AVENTAL MAÇÔNICO, INSÍGNIAS, PARAMENTOS E BALANDRAU

Helio P. Leite

29.01.2011

O avental é um legado que a maçonaria moderna recebeu da maçonaria operativa. Esta peça, que foi de tanta utilidade para o Maçom operativo, já que lhe protegia a roupa, transformou-se para o maçom moderno numa alfaia simbolizando a disciplina e o trabalho do Maçom.
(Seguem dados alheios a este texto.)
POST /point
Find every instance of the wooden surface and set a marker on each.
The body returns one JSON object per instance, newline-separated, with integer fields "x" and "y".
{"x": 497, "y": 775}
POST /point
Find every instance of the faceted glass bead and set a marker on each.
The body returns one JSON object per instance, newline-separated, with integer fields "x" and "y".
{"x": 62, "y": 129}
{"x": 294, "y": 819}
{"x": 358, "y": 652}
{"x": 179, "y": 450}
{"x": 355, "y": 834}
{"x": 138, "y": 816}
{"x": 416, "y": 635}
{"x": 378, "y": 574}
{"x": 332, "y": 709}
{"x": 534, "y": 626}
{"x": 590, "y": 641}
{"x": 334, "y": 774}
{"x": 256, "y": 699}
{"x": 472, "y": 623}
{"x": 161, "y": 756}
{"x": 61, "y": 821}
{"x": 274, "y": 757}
Até a sua regulamentação pela Grande Loja Unida da Inglaterra, os aventais da maçonaria inglesa assumiram os mais variados aspectos e formas. Simples peles desalinhadas de cordeiro, no princípio, os aventais sofreram uma evolução constante nos países que adotaram a instituição maçônica.
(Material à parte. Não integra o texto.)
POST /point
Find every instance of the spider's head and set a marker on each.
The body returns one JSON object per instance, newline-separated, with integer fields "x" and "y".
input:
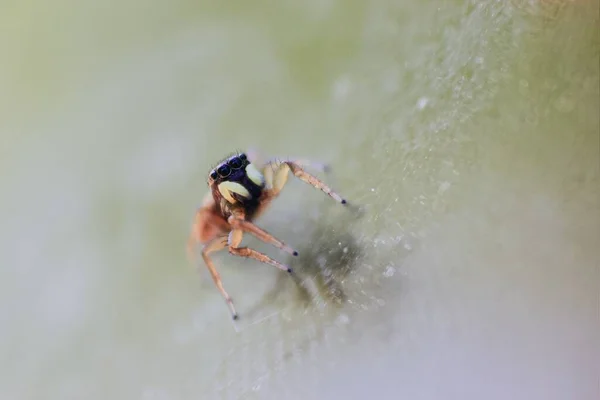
{"x": 236, "y": 180}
Em fins do século XVIII era grande moda enfeitar os aventais com pinturas e bordados à mão que reproduziam a riqueza emblemática da maçonaria.

 

O primeiro contato do Maçom com essa insígnia, que expressa sua condição, é na Iniciação. Ao entregar o Avental ao Iniciando o Venerável diz: Recebei este Avental, a mais honrosa insígnia do Maçom, pois é o emblema do Trabalho, a indicar que devemos ser sempre ativos e laboriosos. Sem ele, não podereis comparecer às nossas reuniões. Deveis usá-lo e honrá-lo; porque ele, jamais vos desonrará.
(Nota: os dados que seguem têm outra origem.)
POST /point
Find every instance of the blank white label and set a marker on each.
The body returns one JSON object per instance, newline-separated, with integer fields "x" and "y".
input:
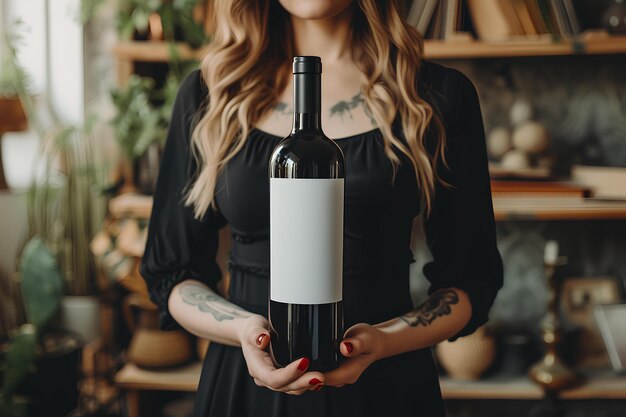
{"x": 306, "y": 240}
O Avental, cujo uso se liga a costumes antiqüíssimos relatados não só na Bíblia, quando Moisés instruiu os hebreus para que tivessem os rins cingidos na noite da libertação do jugo egípcio, por exemplo, mas nos mistérios persas, na Grécia cerca de 40 séculos antes de Cristo, no Hindustão ou nas Américas, tem a finalidade de isolar e de filtrar as vibrações primitivas que atuam no corpo do Homem evitando que seu pensamento seja desviado dos planos superiores para o plano das forças mais densas. Quando isso ocorre, o que não é raro acontecer, cria-se uma fluidez magnética intensamente negativa e, como é óbvio, altamente prejudicial ao trabalho em Loja.

É mister, portanto, impedir que isso ocorra e o Avental tem a propriedade de fazê-lo desde que devidamente magnetizado e usado corretamente, pois ele tem uma espécie de tela entérica que atravessa o seu cinto. Essa tela funciona como uma barreira contra as forças negativas e contra a comunicação prematura entre os planos astral e físico o que é muito importante, especialmente para o Aprendiz já quer este detém muito pouco ou nenhum conhecimento sobre esse assunto.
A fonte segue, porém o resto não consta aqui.